Decommission disconnected grid nodes

Contributors netapp-madkat netapp-pcelmer netapp-lhalbert netapp-perveilerk

You might need to decommission a node that is not currently connected to the grid (one whose Health is Unknown or Administratively Down).

What you’ll need
  • You understand the requirements and considerations for decommissioning grid nodes.

  • You have obtained all prerequisite items.

  • You have ensured that no data repair jobs are active. See Check data repair jobs.

  • You have confirmed that Storage Node recovery is not in progress anywhere in the grid. If it is, you must wait until any Cassandra rebuild performed as part of the recovery is complete. You can then proceed with decommissioning.

  • You have ensured that other maintenance procedures will not be run while the node decommission procedure is running, unless the node decommission procedure is paused.

  • The Decommission Possible column for the disconnected node or nodes you want to decommission includes a green check mark.

  • You must have the provisioning passphrase.

About this task

You can identify disconnected nodes by looking for Unknown (blue) or Administratively Down (gray) icons in the Health column. In the example, the Storage Node named DC1-S4 is disconnected; all of the other nodes are connected.

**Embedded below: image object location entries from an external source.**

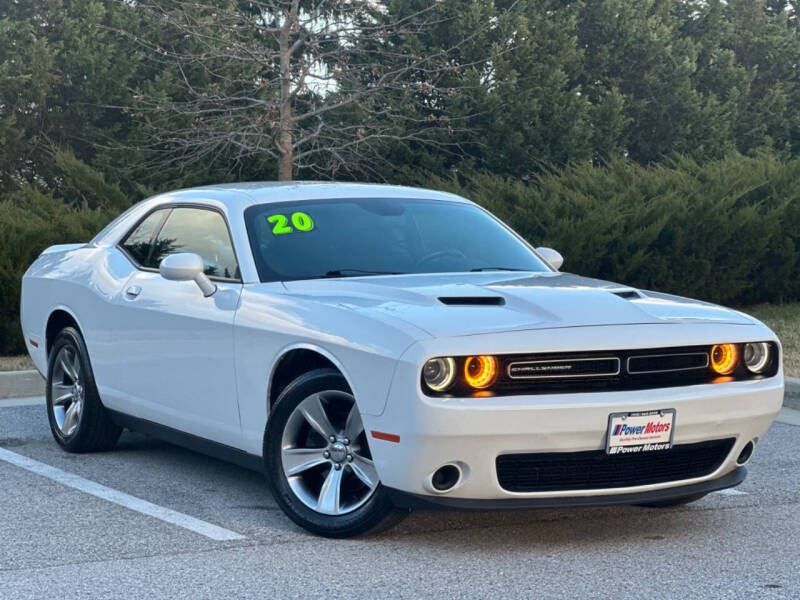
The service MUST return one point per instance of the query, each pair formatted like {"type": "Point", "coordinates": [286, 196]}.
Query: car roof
{"type": "Point", "coordinates": [244, 194]}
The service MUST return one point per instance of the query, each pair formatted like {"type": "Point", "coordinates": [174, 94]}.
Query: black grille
{"type": "Point", "coordinates": [594, 470]}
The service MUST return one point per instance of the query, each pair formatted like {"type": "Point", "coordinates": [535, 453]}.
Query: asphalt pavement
{"type": "Point", "coordinates": [78, 526]}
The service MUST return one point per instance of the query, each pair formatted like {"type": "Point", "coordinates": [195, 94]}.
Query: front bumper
{"type": "Point", "coordinates": [472, 432]}
{"type": "Point", "coordinates": [406, 500]}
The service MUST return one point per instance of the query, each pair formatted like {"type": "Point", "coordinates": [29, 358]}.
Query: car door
{"type": "Point", "coordinates": [174, 360]}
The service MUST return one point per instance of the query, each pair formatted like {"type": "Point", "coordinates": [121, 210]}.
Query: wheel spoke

Decommission Nodes page with one node disconnected

Before decommissioning any disconnected node, note the following:

  • This procedure is primarily intended for removing a single disconnected node. If your grid contains multiple disconnected nodes, the software requires you to decommission them all at the same time, which increases the potential for unexpected results.

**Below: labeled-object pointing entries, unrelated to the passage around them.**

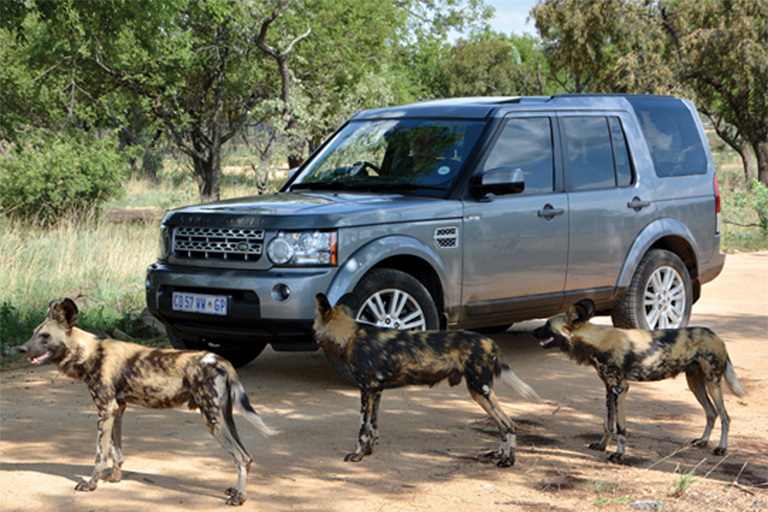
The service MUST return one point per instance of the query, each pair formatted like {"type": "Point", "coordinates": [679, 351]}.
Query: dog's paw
{"type": "Point", "coordinates": [85, 486]}
{"type": "Point", "coordinates": [353, 457]}
{"type": "Point", "coordinates": [699, 443]}
{"type": "Point", "coordinates": [236, 498]}
{"type": "Point", "coordinates": [113, 476]}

    Important Be very careful when decommissioning more than one disconnected grid node at a time, especially if you are selecting multiple disconnected Storage Nodes.
  • If a disconnected node cannot be removed (for example, a Storage Node that is required for the ADC quorum), no other disconnected node can be removed.

Before decommissioning a disconnected Storage Node, note the following

  • You should never decommission a disconnected Storage Node unless you are sure it cannot be brought online or recovered.

    Important If you believe that object data can still be recovered from the node, do not perform this procedure. Instead, contact technical support to determine if node recovery is possible.
  • If you decommission more than one disconnected Storage Node, data loss might occur. The system might not be able to reconstruct data if not enough object copies, erasure-coded fragments, or object metadata remain available.

    Important If you have more than one disconnected Storage Node that you cannot recover, contact technical support to determine the best course of action.
  • When you decommission a disconnected Storage Node, StorageGRID starts data repair jobs at the end of the decommissioning process. These jobs attempt to reconstruct the object data and metadata that was stored on the disconnected node.

  • When you decommission a disconnected Storage Node, the decommission procedure completes relatively quickly. However, the data repair jobs can take days or weeks to run and are not monitored by the decommission procedure. You must manually monitor these jobs and restart them as needed. See Check data repair jobs.

  • If you decommission a disconnected Storage Node that contains the only copy of an object, the object will be lost. The data repair jobs can only reconstruct and recover objects if at least one replicated copy or enough erasure-coded fragments exist on Storage Nodes that are currently connected.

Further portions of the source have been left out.